Abuja (Sundiata Post) – The country’s external reserves fell by $520.22 in five weeks, figures obtained from the Central Bank of Nigeria revealed.
According to CBN’s data on movement in reserves, the figures which stood at $33.396bn as of October 31, 2023 fell to $33.004bn as of December 7, 2023.
The CBN had earlier revealed that the reserves which commenced January 3, 2023, at $37.07bn fell to $33.237bn as of September 29, 2023.
Speaking recently at the Chartered Institute of Bankers of Nigeria’s 58th Annual Bankers’ Dinner and Grand Finale of the Institute’s 60th anniversary in Lagos, the Governor, CBN, Olayemi Cardoso, said, in recent years, the continuous decline in Nigeria’s crude oil production had further weakened the already inadequate economic diversification.
He said, “This has led to a decline in government revenue and foreign exchange inflows, while simultaneously witnessing a growth in public expenditures and a deterioration in macroeconomic indicators, which has constrained our policy options.
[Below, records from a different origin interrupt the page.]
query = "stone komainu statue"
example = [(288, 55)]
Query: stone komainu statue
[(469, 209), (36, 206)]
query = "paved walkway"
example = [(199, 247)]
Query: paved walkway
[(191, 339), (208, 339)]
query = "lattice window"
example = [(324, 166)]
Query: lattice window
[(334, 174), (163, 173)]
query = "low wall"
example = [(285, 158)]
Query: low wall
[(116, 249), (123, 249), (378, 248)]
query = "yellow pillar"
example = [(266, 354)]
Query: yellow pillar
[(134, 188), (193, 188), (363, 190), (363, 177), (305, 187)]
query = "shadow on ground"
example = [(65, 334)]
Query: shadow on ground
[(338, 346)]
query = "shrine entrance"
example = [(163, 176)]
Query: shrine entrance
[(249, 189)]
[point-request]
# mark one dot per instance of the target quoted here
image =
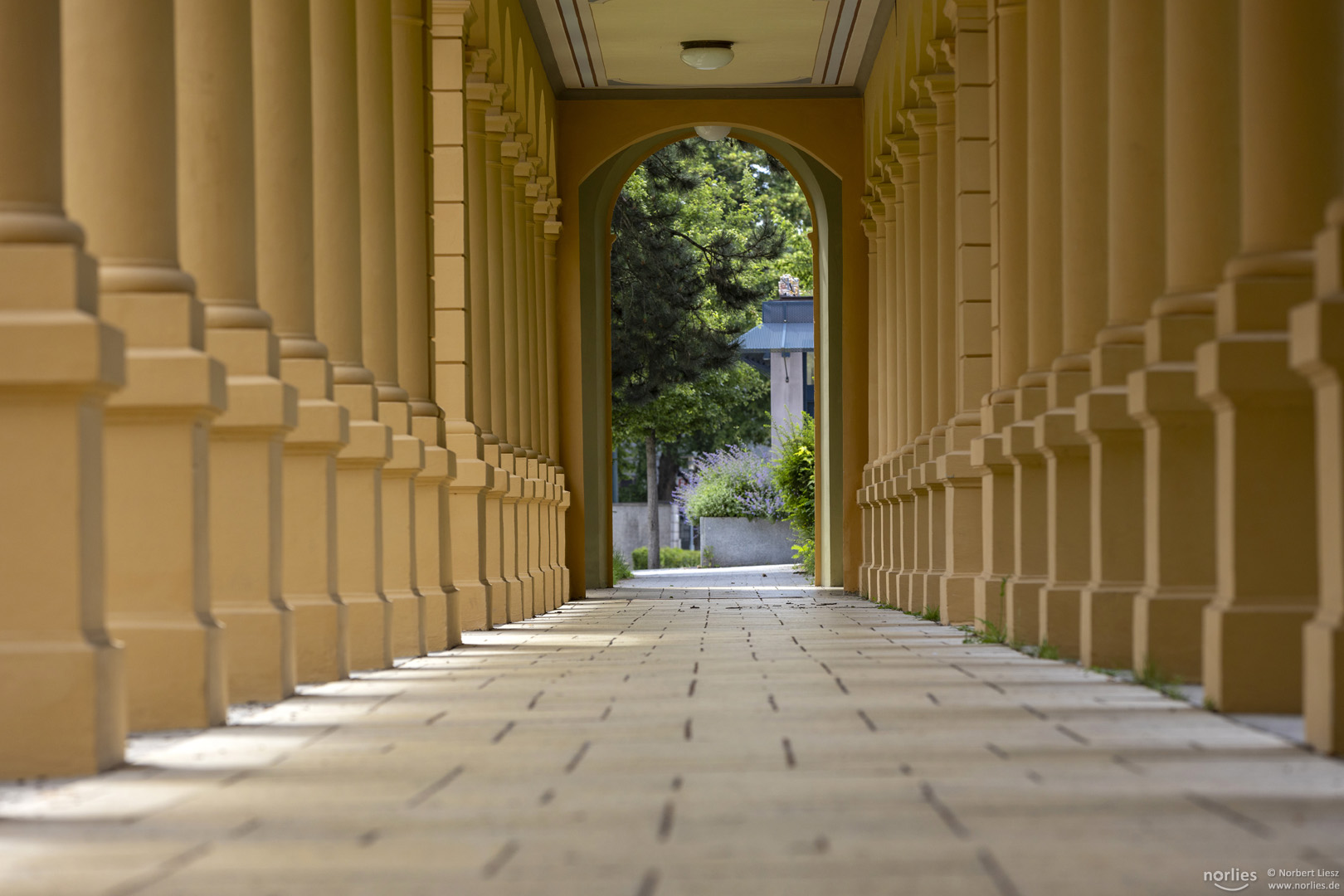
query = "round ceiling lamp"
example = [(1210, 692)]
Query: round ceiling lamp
[(707, 56)]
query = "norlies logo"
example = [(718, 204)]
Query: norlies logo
[(1231, 878)]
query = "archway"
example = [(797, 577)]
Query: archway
[(585, 299)]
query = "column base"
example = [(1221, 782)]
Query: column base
[(1107, 620), (175, 670), (261, 652), (370, 625), (472, 606), (321, 637), (1322, 691), (957, 599), (1060, 620), (1170, 635), (1022, 609), (1253, 657), (991, 601), (62, 709)]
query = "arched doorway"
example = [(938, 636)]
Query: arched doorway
[(585, 299)]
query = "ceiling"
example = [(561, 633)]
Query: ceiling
[(782, 47)]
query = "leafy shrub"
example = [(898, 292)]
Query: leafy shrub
[(796, 477), (732, 481), (668, 558)]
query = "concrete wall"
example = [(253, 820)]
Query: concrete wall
[(743, 542), (631, 527), (786, 382)]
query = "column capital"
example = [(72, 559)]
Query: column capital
[(905, 148), (449, 17)]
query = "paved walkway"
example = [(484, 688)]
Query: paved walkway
[(728, 739)]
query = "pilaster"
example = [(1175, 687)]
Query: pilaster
[(121, 184), (58, 363)]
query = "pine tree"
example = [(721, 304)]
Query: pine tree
[(682, 295)]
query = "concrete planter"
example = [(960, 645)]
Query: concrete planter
[(741, 542)]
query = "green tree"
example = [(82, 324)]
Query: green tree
[(687, 280)]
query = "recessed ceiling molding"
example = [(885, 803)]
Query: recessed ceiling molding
[(602, 47)]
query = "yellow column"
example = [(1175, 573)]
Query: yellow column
[(338, 277), (1202, 230), (984, 412), (1022, 128), (957, 546), (413, 149), (1317, 338), (552, 234), (217, 226), (890, 214), (284, 171), (933, 531), (381, 238), (461, 293), (119, 141), (514, 192), (914, 450), (504, 499), (1083, 134), (1268, 564), (65, 702), (877, 416), (884, 544), (1136, 275), (542, 570)]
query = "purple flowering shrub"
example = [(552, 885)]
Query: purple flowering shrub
[(732, 481)]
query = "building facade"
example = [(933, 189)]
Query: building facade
[(304, 360)]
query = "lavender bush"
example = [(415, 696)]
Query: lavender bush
[(733, 481)]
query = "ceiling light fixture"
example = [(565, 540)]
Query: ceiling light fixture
[(706, 54)]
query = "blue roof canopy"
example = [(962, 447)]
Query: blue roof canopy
[(785, 327)]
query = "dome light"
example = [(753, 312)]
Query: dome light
[(713, 134), (706, 54)]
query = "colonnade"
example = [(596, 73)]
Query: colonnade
[(242, 446), (1105, 338)]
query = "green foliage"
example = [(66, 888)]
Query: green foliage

Consequently, we have seen the fiscal deficit and public debt increase, placing additional strain on external reserves and contributing to exchange rate instability.”
A thorough assessment of the economy revealed significant challenges, including high and rising inflation, inadequate foreign exchange supply, depreciation of the exchange rate, limited external reserves, weakened output, and high unemployment, he said.
These challenges, he added, had led to increased interest rates, discouraging investments in productive activities.
Within the banking system, he said, high inflation had affected asset quality and solvency ratios.
Additionally, the persistent depreciation of the naira poses a significant risk for domestic banks with foreign exchange exposures, Cardoso said.
However, he added, “The removal of petrol subsidy and the adoption of a floating exchange rate, among other government policies, are anticipated to have positive effects on the economy in the medium-term.
“These measures are expected to enhance investor confidence, attract capital inflows, stimulate domestic investment, and ultimately improve the level of external reserves.”